This is the last of the original 1912 buildings on the farmstead and it is not long for this world. The only thing holding up that building was the 1952 pickup truck-- which was pulled out and collapsed the west side of the building. I'm sentimental about these buildings in a way that my neighbor says he and his fellow farmers can't afford to be. Life can be hard and cruel on the farm. Attach your heartstrings to a building and they'll get pulled down along with the building.
I'm reading The World Without Us right now. It's an ecological trip through various parts of the world if humans are wiped from the face of the planet in an instant (i.e. not dragging down the entire planet with us over the coming centuries). The author quotes a farmer as saying if you want to bring down a barn put an 18 inch hole in the roof. In 10 years the barn will be dust. It's true. Drive around rural Minnesota-- not the collar suburbs or the exurbs-- but the far agricultural corners of this State. There are no animals in barns. The barns, where they still stand, are surrounded on every possible side with corn and soybeans. There are no pastures and there are no functioning barns. I think that SE Minnesota might be faring better than other parts of the State, but wouldn't count on that. My sister and her husband have a dairy farm there- a confinement dairy like the majority of dairies. But there are a few pasture based dairies left. Not here.
I feel grief, a heavy sadness at this building coming down. Yes-- we will salvage the wood and Yes-- it will be the bus shelter at the end of our 1/2 mile drive or the siding on the "chicken coop of my dreams" yet to be designed and built (and the chickens are waiting!!).
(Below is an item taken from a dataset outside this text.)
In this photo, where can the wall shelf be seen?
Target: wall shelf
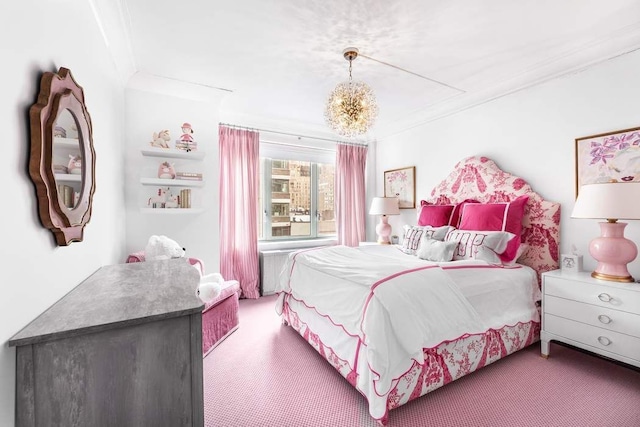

I feel grief that no one cared to fill the 18 inch hole in this granary. It was a two story granary. Beautiful, but not useful to modern agriculture. If you are working from morning until night-- your fingers swollen with arthritis-- your farm on the verge of bankrupcy-- you don't have the luxury to buy the supplies, take the time and take the physical risk to climb atop an 85 year old granary that serves no modern purpose. There isn't room for sentimentality.
I feel grief that all of these buildings are going away-- more and more every year. And believe me when I tell you that modern buildings-- like granaries and confinement feeding operations-- are not built for beauty. Our here form follows function in 2007-- and the form of industrial agriculture is not beautiful. Somehow I believe it was more than that in 1912. I don't know for sure, but I have a sense. There are some core pieces of beauty inside our house-- I've seen some lovely hand carved rafters.
I can afford to be sentimental. I have a job in the City. I don't have my heart in my throat to just hang onto the land in the face of industrial agriculture.